The instructions that guide the normal operations of a cell are contained within its DNA. In each cell the DNA is packaged into structures called chromosomes. Cells constantly divide to produce new cells that replace cells that are worn-out. During the process of division, it is of utmost importance that the chromosomes remain intact and that the correct number of chromosomes is distributed to each new cell. Changes in chromosome structure and number within cells can disrupt basic cellular functions leading to cancer. It is also essential that the reproductive cells, eggs and sperm, have the correct number of chromosomes and that these chromosomes also have the correct structure. In the event that the chromosome structure or number is compromised (aneuploidy) in eggs or sperm, the resulting offspring may fail to develop properly. Cancer treatments often have negative side effects including secondary tumors and infertility. The DNA disentangling enzyme Topoisomerase II (Topo II) is an important target of several anti-cancer drugs. The normal function of this enzyme is to unknot and untangle DNA as cells go through mitosis. Topoisomerase II is present in many different cells including cells that are undergoing the specialized cell division of meiosis. The roles of Topo II have been extensively studied in mitosis, but much less is known about its normal function in the meiotic cell cycle. Our long-term goal is to understand the molecules and systems that ensure that each cell receives the correct number of chromosomes during meiosis. In this proposal, we will investigate how Topo II interacts with the known players involved in maintaining chromosome structure during meiosis (Aim 1) and we will identify the components that make sure that Topoisomerase II operates at the correct time and place during this cell division (Aim 2). Additionally, both of these aims will address how Topo II differentially contributes to meiosis in male and female germ lines. Utilizing a temperature-sensitive allele of topo II [C. elegans top-2(it7ts)] as a unique tool the proposed research will address the following goals:
In Specific Aim 1, a combination of live cell imaging and cytological approaches will be used to characterize the role of top-2 in male and female meiosis and the relationship between TOP-2, the meiotic cohesins, and Aurora B kinase.

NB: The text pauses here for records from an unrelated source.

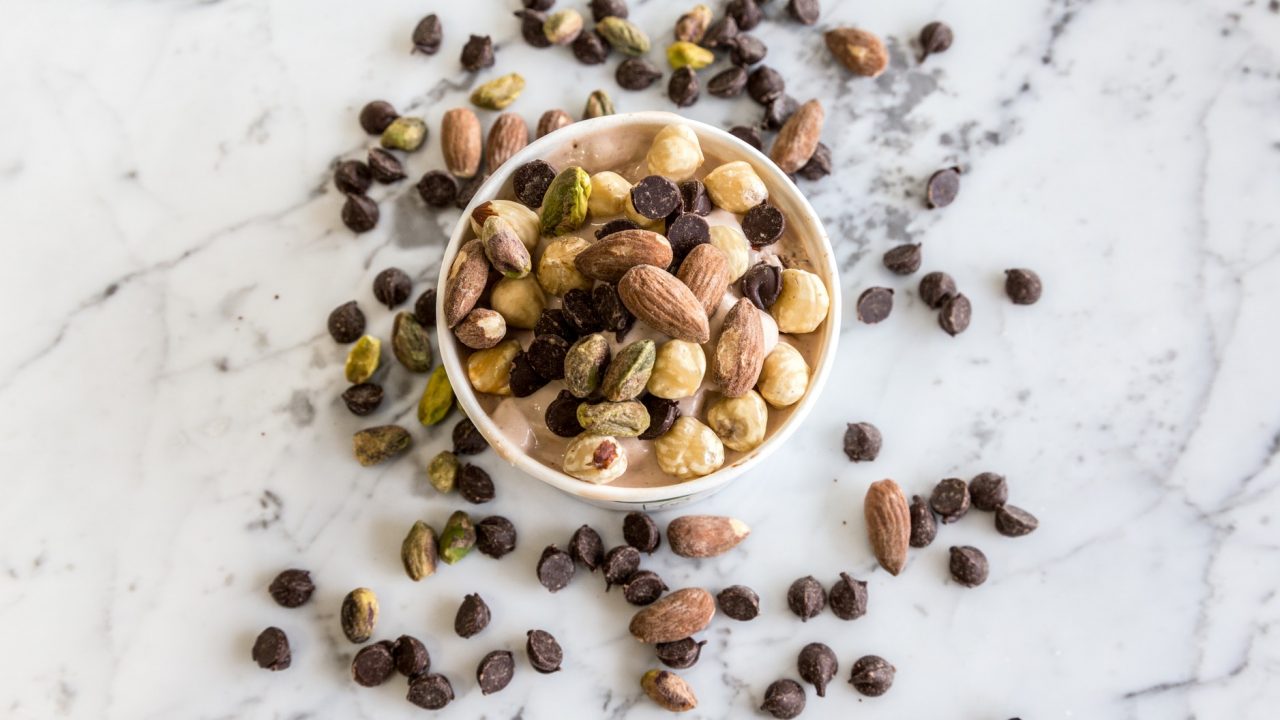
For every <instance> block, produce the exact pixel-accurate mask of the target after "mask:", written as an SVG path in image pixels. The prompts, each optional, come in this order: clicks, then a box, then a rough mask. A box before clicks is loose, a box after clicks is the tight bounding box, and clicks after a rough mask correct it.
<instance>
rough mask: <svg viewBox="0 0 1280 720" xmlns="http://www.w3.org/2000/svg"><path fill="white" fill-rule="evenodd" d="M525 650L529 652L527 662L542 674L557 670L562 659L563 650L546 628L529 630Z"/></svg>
mask: <svg viewBox="0 0 1280 720" xmlns="http://www.w3.org/2000/svg"><path fill="white" fill-rule="evenodd" d="M525 652H526V653H529V664H530V665H532V666H534V670H538V671H539V673H543V674H544V675H547V674H550V673H556V671H557V670H559V666H561V662H563V661H564V651H563V650H561V646H559V643H558V642H556V637H554V635H552V634H550V633H548V632H547V630H529V639H527V641H526V642H525Z"/></svg>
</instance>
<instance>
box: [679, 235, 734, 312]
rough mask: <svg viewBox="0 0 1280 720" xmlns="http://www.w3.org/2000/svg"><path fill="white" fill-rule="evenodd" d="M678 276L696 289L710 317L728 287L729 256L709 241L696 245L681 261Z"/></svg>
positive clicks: (689, 251) (693, 287) (690, 286)
mask: <svg viewBox="0 0 1280 720" xmlns="http://www.w3.org/2000/svg"><path fill="white" fill-rule="evenodd" d="M676 278H678V279H680V282H682V283H685V284H686V286H689V290H691V291H694V297H696V299H698V301H699V302H701V304H703V310H705V311H707V316H708V318H710V316H712V315H714V314H716V309H717V307H719V302H721V299H722V297H724V288H727V287H728V256H727V255H724V251H723V250H721V249H719V247H716V246H714V245H712V243H709V242H704V243H701V245H696V246H694V249H692V250H690V251H689V255H686V256H685V260H684V261H681V263H680V272H678V273H676Z"/></svg>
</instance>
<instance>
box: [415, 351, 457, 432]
mask: <svg viewBox="0 0 1280 720" xmlns="http://www.w3.org/2000/svg"><path fill="white" fill-rule="evenodd" d="M452 407H453V386H452V384H449V375H448V374H447V373H445V372H444V365H440V366H439V368H436V369H434V370H431V377H430V378H428V379H426V387H425V388H424V389H422V397H421V398H420V400H419V401H417V421H419V423H422V424H424V425H428V427H430V425H434V424H436V423H439V421H440V420H443V419H444V416H445V415H448V414H449V410H451V409H452Z"/></svg>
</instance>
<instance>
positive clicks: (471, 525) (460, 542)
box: [439, 510, 476, 565]
mask: <svg viewBox="0 0 1280 720" xmlns="http://www.w3.org/2000/svg"><path fill="white" fill-rule="evenodd" d="M475 546H476V528H475V525H474V524H471V516H470V515H467V514H466V512H463V511H461V510H458V511H457V512H454V514H453V515H449V521H448V523H445V524H444V529H443V530H440V548H439V551H440V560H443V561H445V562H448V564H449V565H453V564H454V562H457V561H458V560H462V559H463V557H466V556H467V553H468V552H471V548H472V547H475Z"/></svg>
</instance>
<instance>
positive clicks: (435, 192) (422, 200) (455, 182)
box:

Specific Aim 2 will elucidate the mechanisms of TOP-2 regulation during male and female meiosis using a proteomics approach. Ultimately, this research will contribute to our understanding of how chromosomes are properly segregated to prevent the formation of aneuploid gametes that lead to birth defects. In the future, we hope this research may lead to the identification of potential therapeutic targets to prevent the formation of aneuploid gametes.
The formation of gametes with the ?wrong? number of chromosomes (aneuploidy) is a key contributing factor to infertility and birth defects in humans (30% of miscarriages, ~4% of stillborns, and ~0.3% of liveborns). The DNA disentangling enzyme Topoisomerase II is an enzyme that unknots and untangles DNA during normal cellular processes, but how this important enzyme is regulated during the cell cycle that a makes sperm and eggs (meiosis) is unknown. The proposed research will provide fundamental insights into the functions and regulation of Topoisomerase II in meiotic chromosome structure and segregation, which may lead to the identification of potential therapeutic targets to prevent the formation of aneuploid gametes.